Found the source of the leak. It's the tank, right on a seam. So that's it for the boiler.

Thinking of installing an electric boiler.

Does anyone here know if I can get an electric boiler that handles domestic hot water as well as the heating? 

My old residential oil-fired boiler system handles the domestic hot water which is really nice so I'd like to find an electric boiler that does the same.


----------



## Leah Frances (Jan 13, 2008)

frankm1960 said:


> Found the source of the leak. It's the tank, right on a seam. So that's it for the boiler.
> 
> Thinking of installing an electric boiler.
> 
> ...


Go to the site mentioned above (heatinghelp.com) there is an active forum who can help you make your pick.

Sorry about the bad news. Good luck : thumbsup:.


----------



## secutanudu (Mar 15, 2009)

This will actually save you money in the long run. Imagine replacing a burner, transformer, primary control and THEN having a leak in the tank. You'd be pretty mad you wasted all that money on parts! 

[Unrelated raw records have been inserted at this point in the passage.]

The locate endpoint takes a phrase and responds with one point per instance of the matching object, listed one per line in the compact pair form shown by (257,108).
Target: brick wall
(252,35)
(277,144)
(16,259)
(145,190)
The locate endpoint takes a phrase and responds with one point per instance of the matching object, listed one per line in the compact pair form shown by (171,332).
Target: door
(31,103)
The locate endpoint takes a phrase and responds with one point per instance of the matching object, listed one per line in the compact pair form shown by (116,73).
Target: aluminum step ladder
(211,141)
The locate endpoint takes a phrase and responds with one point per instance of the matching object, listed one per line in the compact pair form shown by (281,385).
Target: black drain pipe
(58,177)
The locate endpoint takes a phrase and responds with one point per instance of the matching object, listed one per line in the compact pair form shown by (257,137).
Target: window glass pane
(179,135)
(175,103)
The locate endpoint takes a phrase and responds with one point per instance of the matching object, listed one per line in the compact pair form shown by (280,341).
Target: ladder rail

Safe to assume you don't have natural gas in your area?


----------



## frankm1960 (Mar 16, 2011)

Thanks for the website link. I'll check it out.

I've replaced a lot of parts on the system in the last 7yrs. The oil boiler looks like it's going to be the most expensive part though. Enough to make me go electric. I might be able to sell the tank and burner and recoup some costs.

Thanks for the help folks 

I'll post when I finally get my new system in. Still waffling between oil and electric :whistling2:

Here's some crazy idea... that hole in my boiler tank is not that big, only leaks when the system runs... so... I'm thinking of putting an epoxy patch on it to stop the leak and buy me some more time  

How insane an idea is that anyway? Anyone here ever try that?

In order to do that I would have to release pressure from the tank and possibly drain the tank of all water... is that even possible?


----------